Back to Pyroscope

Grafana Alloy Java profiling via auto-instrumentation in Kubernetes

examples/grafana-alloy-auto-instrumentation/java/kubernetes/README.md

2.0.13.1 KB
Original Source

Grafana Alloy Java profiling via auto-instrumentation in Kubernetes

This repository provides a practical demonstration of leveraging Grafana Alloy for continuous Java application profiling using Pyroscope in Kubernetes. It illustrates a seamless approach to profiling Java processes, aiding in performance optimization.

Overview

Grafana Alloy automates Java process discovery for profiling, streamlining the setup for applications. It enables precise and targeted profiling configurations through the Grafana Alloy settings.

Java profiling via Grafana Alloy is based on a few components:

  • discovery.process for process discovery
  • discovery.kubernetes for adding Kubernetes labels (namespace, pod, and more)
  • discovery.relabel for detecting java processes and setting up labels
  • pyroscope.java for enabling profiling for specific applications
  • pyroscope.write for writing the profiles data to a remote endpoint

Refer to the official documentation for an in-depth understanding and additional configuration options for Java profiling with Grafana Alloy. Also, check the Grafana Alloy Components reference for more details on each used component.

async-profiler

The pyroscope.java component internally uses the async-profiler library. This approach offers a key advantage over other instrumentation mechanisms in that you can profile applications that are already running without interruptions (code changes, config changes or restarts).

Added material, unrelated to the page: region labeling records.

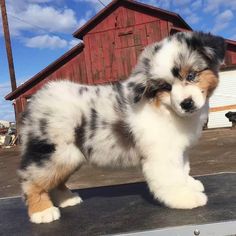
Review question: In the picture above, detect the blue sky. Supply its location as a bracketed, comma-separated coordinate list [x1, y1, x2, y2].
[0, 0, 236, 121]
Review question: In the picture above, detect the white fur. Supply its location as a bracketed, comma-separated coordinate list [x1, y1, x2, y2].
[30, 207, 60, 224]
[20, 33, 223, 223]
[50, 189, 83, 208]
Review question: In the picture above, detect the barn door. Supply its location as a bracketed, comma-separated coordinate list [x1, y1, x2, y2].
[85, 21, 161, 83]
[112, 21, 161, 80]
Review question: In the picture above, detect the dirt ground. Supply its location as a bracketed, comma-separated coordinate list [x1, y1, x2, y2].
[0, 129, 236, 197]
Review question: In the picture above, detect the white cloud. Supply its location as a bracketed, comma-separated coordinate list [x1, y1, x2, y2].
[204, 0, 236, 14]
[0, 83, 15, 121]
[191, 0, 202, 10]
[211, 10, 234, 34]
[25, 34, 68, 49]
[217, 10, 234, 22]
[24, 34, 81, 50]
[74, 0, 112, 13]
[4, 0, 79, 35]
[186, 13, 200, 24]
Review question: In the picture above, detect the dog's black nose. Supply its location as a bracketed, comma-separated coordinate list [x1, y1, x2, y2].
[180, 98, 194, 112]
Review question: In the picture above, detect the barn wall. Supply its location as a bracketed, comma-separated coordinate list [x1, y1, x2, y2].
[225, 44, 236, 65]
[83, 6, 185, 84]
[13, 6, 236, 118]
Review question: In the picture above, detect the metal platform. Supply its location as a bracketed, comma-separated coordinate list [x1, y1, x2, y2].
[0, 173, 236, 236]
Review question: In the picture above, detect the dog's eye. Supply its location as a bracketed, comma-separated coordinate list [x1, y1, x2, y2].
[186, 71, 196, 82]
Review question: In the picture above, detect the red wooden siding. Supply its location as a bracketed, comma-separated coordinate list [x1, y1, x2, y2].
[7, 0, 236, 117]
[83, 6, 169, 84]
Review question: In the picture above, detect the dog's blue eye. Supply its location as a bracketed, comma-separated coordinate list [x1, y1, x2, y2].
[186, 72, 196, 81]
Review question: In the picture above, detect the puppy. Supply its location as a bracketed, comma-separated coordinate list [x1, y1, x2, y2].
[19, 32, 225, 223]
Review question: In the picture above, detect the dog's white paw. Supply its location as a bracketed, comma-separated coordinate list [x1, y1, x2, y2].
[30, 206, 60, 224]
[161, 186, 207, 209]
[59, 194, 83, 208]
[187, 176, 205, 192]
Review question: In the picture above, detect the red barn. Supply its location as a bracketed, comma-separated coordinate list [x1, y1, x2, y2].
[6, 0, 236, 128]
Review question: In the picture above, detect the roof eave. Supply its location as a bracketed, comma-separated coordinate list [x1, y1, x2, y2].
[5, 43, 84, 100]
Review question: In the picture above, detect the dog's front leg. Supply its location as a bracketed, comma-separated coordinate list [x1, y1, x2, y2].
[184, 153, 204, 192]
[142, 146, 207, 209]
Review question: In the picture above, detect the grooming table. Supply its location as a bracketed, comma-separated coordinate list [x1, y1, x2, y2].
[0, 173, 236, 236]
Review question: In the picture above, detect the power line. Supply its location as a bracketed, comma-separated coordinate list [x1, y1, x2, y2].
[8, 13, 51, 33]
[98, 0, 106, 7]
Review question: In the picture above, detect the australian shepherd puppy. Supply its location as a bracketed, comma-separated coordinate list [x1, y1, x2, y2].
[19, 32, 225, 223]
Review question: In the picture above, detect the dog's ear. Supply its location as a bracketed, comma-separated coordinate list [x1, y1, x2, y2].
[134, 79, 172, 103]
[194, 32, 226, 64]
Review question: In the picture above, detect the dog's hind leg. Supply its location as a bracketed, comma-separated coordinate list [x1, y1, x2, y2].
[184, 154, 205, 192]
[20, 143, 85, 223]
[142, 146, 207, 209]
[50, 183, 83, 208]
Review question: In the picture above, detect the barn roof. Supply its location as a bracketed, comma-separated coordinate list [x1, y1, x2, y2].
[73, 0, 192, 39]
[5, 0, 236, 100]
[5, 43, 84, 100]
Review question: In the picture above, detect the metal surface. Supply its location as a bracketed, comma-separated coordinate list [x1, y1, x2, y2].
[0, 174, 236, 236]
[116, 221, 236, 236]
[0, 0, 17, 91]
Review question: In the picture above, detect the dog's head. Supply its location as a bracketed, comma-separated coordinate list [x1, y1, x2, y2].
[134, 32, 226, 116]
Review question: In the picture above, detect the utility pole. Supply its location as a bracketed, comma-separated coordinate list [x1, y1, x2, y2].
[0, 0, 19, 138]
[0, 0, 16, 91]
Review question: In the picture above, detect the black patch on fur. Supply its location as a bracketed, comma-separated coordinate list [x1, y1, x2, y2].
[134, 79, 172, 103]
[142, 57, 151, 75]
[87, 146, 93, 157]
[154, 44, 161, 54]
[95, 88, 100, 96]
[112, 120, 135, 149]
[79, 87, 88, 95]
[113, 82, 126, 112]
[171, 67, 179, 78]
[75, 116, 87, 154]
[128, 82, 135, 88]
[20, 136, 56, 169]
[39, 119, 47, 135]
[185, 32, 226, 68]
[133, 83, 146, 103]
[90, 108, 98, 131]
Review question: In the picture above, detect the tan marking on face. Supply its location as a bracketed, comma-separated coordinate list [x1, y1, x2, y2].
[196, 70, 219, 97]
[152, 91, 170, 107]
[26, 185, 53, 216]
[179, 66, 191, 79]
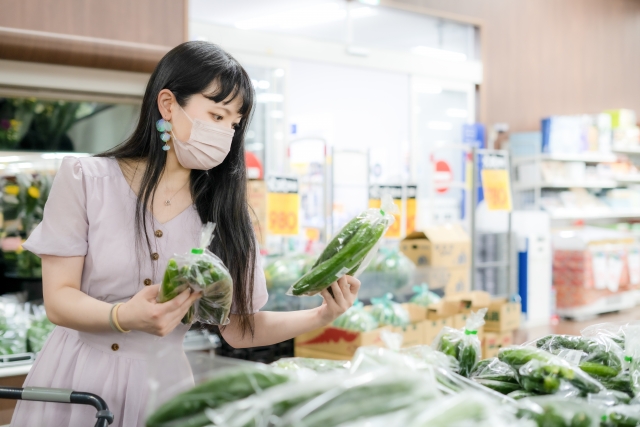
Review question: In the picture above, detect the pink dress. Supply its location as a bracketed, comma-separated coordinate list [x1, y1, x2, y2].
[11, 157, 268, 427]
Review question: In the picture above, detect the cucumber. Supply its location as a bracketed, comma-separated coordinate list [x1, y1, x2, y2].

Under the hood, this is achieved by attaching to the application at a process level and issuing commands to control profiling.

Getting started

To use this example:

  1. Set up a local kubernetes cluster using Kind or a similar tool.
  2. Clone this repository and navigate to this example's directory.
  3. Create a pyroscope-java namespace:
    shell
        kubectl create namespace pyroscope-java
    
  4. Deploy the manifests:
    shell
       kubectl apply -n pyroscope-java -f .
    

After the deployment is operational, the Grafana Alloy will profile the Java application using the defined configuration. The example will deploy a Grafana instance in the same cluster, available via the grafana service at port 3000.

Observe profiling data

You can open grafana in your browser by port-forwarding traffic to the service:

shell
kubectl port-forward -n pyroscope-java deployment/grafana 3000 3000

Now that everything is set up, you can browse profiling data through the Explore profiles app.

Documentation

Refer to the official documentation for an in-depth understanding and additional configuration options for Java profiling with Grafana Alloy.